Paroles de Laurent Reynaud – Priorité au collectif
BÂTIR LE COLLECTIF : UNE MISSION NÉCESSAIRE POUR L’ÉCOLE ?
Laurent Reynaud, professeur des SVT au Lycée Jacques Feyder d’Epinay-sur-Seine (octobre 2020)
Nous devons apprendre à vivre ensemble comme des frères, sinon nous allons mourir tous ensemble comme des idiots – Martin Luther King
Qui d’entre nous n’aspire pas à progresser dans son développement personnel ? Pour y parvenir, il serait tentant de céder à la démarche intuitive de se recentrer sur soi, or ce serait oublier ce qui fait l’essence même de notre espèce : l’interdépendance sociale. Celle-ci repose en partie sur l’interdépendance affective et économique mais aussi sur les déterminismes sociaux qui façonnent l’individu. Il ne peut donc pas y avoir de développement personnel sans les autres.

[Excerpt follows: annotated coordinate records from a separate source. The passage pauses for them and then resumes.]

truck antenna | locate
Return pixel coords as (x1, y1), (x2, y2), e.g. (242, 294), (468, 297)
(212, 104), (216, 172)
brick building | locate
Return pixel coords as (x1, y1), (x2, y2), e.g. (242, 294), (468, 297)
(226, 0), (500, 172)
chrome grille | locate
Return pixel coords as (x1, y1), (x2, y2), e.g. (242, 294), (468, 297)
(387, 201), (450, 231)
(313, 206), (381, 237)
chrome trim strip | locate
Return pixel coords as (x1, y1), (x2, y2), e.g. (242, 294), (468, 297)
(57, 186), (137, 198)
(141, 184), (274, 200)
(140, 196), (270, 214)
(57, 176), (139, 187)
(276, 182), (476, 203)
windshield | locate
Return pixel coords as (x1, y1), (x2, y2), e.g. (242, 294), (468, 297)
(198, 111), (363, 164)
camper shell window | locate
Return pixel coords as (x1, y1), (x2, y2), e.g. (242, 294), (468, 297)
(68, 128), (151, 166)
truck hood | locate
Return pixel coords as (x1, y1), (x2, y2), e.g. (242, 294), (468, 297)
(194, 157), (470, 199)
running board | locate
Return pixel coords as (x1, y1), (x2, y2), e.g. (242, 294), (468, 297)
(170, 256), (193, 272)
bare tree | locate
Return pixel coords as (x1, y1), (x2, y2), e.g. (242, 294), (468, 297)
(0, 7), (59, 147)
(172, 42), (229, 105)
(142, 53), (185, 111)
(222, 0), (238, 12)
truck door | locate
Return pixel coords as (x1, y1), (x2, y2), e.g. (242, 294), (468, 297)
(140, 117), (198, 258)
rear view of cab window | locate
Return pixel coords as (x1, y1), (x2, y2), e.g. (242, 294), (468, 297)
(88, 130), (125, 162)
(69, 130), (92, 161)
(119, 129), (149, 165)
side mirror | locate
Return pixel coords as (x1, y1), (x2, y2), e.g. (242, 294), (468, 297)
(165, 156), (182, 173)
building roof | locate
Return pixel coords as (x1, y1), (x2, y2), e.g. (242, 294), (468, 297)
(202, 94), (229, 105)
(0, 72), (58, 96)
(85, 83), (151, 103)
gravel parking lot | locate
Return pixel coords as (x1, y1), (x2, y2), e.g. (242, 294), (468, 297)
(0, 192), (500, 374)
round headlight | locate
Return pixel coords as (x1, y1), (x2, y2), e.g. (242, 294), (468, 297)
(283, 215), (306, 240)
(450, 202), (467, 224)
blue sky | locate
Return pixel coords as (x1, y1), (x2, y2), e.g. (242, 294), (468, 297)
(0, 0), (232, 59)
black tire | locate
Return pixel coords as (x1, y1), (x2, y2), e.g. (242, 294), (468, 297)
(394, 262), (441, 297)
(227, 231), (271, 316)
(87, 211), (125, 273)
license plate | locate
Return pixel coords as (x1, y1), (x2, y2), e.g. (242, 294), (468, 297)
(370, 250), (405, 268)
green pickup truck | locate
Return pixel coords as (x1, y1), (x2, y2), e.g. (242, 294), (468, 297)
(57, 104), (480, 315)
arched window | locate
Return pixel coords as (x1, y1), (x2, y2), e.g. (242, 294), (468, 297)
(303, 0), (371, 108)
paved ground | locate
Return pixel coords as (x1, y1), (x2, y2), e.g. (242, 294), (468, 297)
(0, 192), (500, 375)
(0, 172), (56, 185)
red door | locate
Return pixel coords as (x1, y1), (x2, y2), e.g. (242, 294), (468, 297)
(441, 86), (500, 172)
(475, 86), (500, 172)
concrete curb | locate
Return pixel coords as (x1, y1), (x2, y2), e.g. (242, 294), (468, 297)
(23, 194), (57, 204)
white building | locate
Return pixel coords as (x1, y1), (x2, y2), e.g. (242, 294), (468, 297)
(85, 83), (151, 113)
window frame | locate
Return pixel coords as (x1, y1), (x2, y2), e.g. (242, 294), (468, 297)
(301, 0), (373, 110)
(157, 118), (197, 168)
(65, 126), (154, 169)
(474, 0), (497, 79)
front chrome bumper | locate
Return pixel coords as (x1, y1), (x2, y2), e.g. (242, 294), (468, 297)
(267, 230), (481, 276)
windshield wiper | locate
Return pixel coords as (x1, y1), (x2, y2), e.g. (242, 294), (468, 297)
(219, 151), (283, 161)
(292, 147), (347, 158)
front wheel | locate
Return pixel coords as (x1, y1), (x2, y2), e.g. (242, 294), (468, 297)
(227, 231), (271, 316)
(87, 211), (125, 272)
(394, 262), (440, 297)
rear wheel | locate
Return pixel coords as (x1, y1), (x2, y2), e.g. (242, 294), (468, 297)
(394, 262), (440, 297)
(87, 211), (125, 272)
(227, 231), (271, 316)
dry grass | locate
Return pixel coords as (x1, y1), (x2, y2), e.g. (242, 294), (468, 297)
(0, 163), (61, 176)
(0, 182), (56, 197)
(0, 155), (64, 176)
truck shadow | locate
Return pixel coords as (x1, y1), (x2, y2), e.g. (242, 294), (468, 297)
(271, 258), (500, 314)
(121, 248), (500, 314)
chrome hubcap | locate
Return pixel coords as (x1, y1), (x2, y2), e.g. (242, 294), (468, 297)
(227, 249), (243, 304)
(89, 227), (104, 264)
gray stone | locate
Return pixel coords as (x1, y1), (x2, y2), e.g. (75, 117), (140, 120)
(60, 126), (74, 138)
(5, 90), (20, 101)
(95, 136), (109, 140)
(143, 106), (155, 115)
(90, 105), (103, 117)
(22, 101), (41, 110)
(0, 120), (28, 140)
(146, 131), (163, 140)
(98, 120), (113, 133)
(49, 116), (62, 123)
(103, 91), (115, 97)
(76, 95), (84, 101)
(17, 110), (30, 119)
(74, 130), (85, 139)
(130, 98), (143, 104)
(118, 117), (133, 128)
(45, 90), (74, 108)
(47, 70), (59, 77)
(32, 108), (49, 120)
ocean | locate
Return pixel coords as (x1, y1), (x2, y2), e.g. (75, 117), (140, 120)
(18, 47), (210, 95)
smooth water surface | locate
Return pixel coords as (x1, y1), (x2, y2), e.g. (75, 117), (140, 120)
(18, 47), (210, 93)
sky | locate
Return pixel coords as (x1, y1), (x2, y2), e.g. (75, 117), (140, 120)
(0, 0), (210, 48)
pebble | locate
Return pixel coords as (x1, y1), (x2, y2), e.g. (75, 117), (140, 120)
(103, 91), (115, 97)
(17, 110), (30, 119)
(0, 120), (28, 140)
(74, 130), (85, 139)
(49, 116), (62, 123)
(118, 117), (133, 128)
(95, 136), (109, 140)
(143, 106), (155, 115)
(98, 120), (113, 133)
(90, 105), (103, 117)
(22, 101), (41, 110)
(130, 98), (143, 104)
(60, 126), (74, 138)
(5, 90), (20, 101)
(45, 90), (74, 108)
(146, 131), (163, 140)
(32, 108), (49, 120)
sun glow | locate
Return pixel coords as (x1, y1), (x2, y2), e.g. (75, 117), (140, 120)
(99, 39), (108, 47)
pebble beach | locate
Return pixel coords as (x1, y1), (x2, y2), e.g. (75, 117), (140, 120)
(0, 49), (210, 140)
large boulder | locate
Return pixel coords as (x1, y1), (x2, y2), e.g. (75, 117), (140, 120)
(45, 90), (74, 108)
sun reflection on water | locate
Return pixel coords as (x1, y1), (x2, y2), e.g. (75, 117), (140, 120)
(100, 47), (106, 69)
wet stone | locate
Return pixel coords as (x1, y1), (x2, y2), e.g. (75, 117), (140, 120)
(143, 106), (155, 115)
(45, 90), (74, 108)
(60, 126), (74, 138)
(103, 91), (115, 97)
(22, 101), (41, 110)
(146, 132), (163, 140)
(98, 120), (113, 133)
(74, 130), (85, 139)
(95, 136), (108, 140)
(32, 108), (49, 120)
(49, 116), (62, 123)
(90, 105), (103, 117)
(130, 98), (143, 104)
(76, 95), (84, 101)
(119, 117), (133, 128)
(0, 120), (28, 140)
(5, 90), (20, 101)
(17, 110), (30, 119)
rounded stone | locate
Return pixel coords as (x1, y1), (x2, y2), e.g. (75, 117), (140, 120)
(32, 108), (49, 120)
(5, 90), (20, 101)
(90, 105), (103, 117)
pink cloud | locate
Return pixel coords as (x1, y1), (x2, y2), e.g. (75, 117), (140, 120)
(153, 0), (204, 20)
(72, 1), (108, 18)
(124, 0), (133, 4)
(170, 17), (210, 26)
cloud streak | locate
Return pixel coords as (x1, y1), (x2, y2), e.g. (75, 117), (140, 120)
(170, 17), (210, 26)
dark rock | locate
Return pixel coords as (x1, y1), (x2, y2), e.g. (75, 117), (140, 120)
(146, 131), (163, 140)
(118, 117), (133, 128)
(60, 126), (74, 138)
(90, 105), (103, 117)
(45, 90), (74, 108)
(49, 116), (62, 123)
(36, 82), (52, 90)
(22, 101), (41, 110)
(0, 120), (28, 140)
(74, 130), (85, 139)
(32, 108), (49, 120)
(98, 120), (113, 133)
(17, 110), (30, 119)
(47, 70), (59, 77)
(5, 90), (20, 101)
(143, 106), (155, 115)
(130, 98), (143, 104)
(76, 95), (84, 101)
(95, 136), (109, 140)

Il est alors raisonnable d’envisager l’hypothèse selon laquelle nous serions actuellement solidaires par nature, et suite à notre cheminement sociétal. La solidarité ne serait donc plus une option mais bien un fait établi [1]. Dès lors, la question n’est plus de savoir si nous sommes solidaires ou non, mais elle s’affine, et se focalise, sur l’usage que nous faisons de cette solidarité pour rassembler plus largement. En effet, les individus dans un groupe guerrier ou un groupe de harceleurs sont, sans nul doute, solidaires entre eux, mais cette solidarité clanique reste réservée et sélective L’enjeu serait donc de construire la solidarité dans un projet d’universalité, au risque sinon de la sacrifier au
communautarisme. Il devient alors nécessaire de délibérer collectivement pour acter ce que nous faisons de cette solidarité en visant le bien commun, et ainsi la rendre toujours plus grande.
Cette finalité d’une solidarité globale peut être clairement établie, ce qui l’est moins en revanche, ce sont les modalités nécessaires pour y parvenir. La mise en œuvre de la solidarité est donc un chantier et l’émergence du collectif en est son matériau de base. Façonner le collectif, c’est donner sens à ce qui fait le groupe et ainsi tisser les objectifs de notre solidarité effective.
L’école est le terreau de cette tâche indispensable pour deux raisons. Tout d’abord, l’école se doit d’organiser le collectif, car elle forme le citoyen de demain qui se retrouvera dans le “vivre ensemble” de la société. Ensuite, car l’apprentissage ne peut tout simplement pas s’envisager sans les autres, le collectif classe est une communauté qui partage et met en confrontation les savoirs pour favoriser l’apprentissage de l’individu. L’écueil est souvent de croire que l’organisation du collectif est un apprentissage « en plus des programmes » alors qu’il est inhérent à l’acte même d’apprendre.